The history of scrapple comes from the "Pennsylvania Dutch" of the farmlands, who used every bit of the animal after cutting out the more choice portions. There it is also known as "panhaas" or "pan rabbit". Similar to may cultures way of creating an economical dish of fatty meat scraps and grains into a cheap, filling food product, in that sense, it is really no different than any sausage.
A subsequent trip to the store for their weekend breakfast bar, brought me face to face with scrapple. I opted for the beef scrapple, as, while I can do "bits" such as hearts and such, something about "snouts" was more than I could get past. Brought home my scrapple and put together a breakfast of the scrapple, fried eggs potatoes. It smelled good, so I didn't have that to get past, and it looked good.
I tried the first bite plain, just to get a real idea of the taste and texture. It was crispy on the outside and a bit mushy on the inside. There is a definite meat flavor, sort of like a meatloaf flavor. It isn't as highly spiced as typical breakfast sausages, had no weird, chewy bits, and so overall, was good. I think the biggest part is getting by what you are reading on the ingredient list. Again, as I said, the beef version, though not the original, "authentic" type, suited me fine.
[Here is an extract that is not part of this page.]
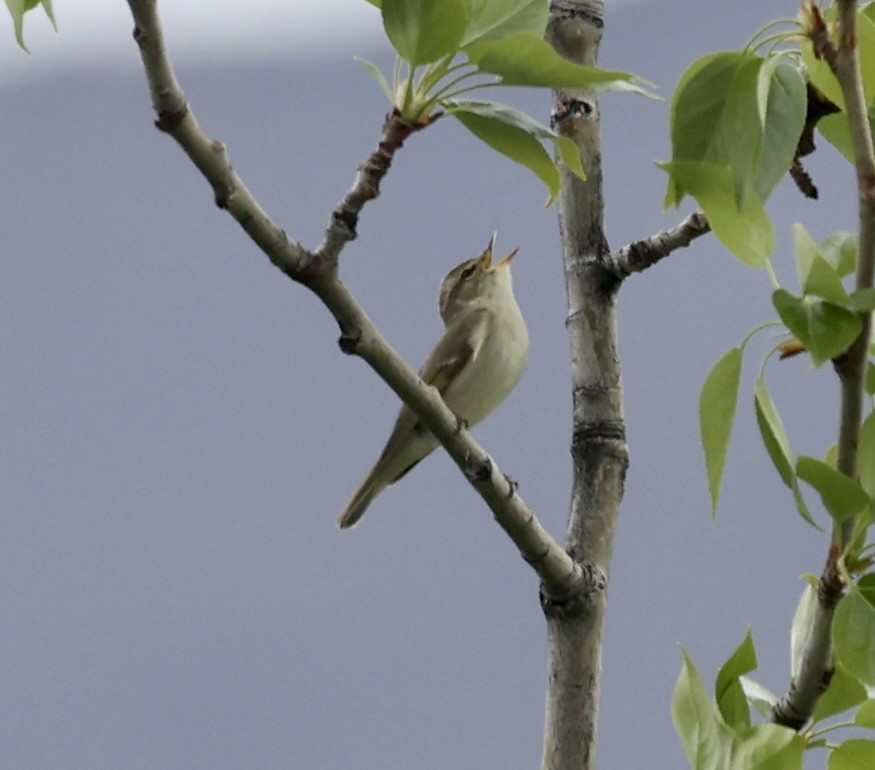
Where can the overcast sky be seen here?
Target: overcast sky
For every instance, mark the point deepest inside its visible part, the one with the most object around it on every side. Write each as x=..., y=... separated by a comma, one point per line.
x=178, y=429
I just don't think I could get past "pork snouts" no matter what the taste. Afterwards, I did try a bit with syrup, which is a common way to eat scrapple as well, and found it to be pretty tasty too. Anyone who's ever dipped their side of breakfast meat into the pancake syrup will understand that. So, all in all, I'd say to give it a try! Historically these types of foods have always been one of using as much of the animal as possible, which was even more important when times were lean. That tradition tends to be more common in Europe than in America these days, where we disdain the scrap meats of our food animals but fill ourselves with processed foods full of chemical ingredients.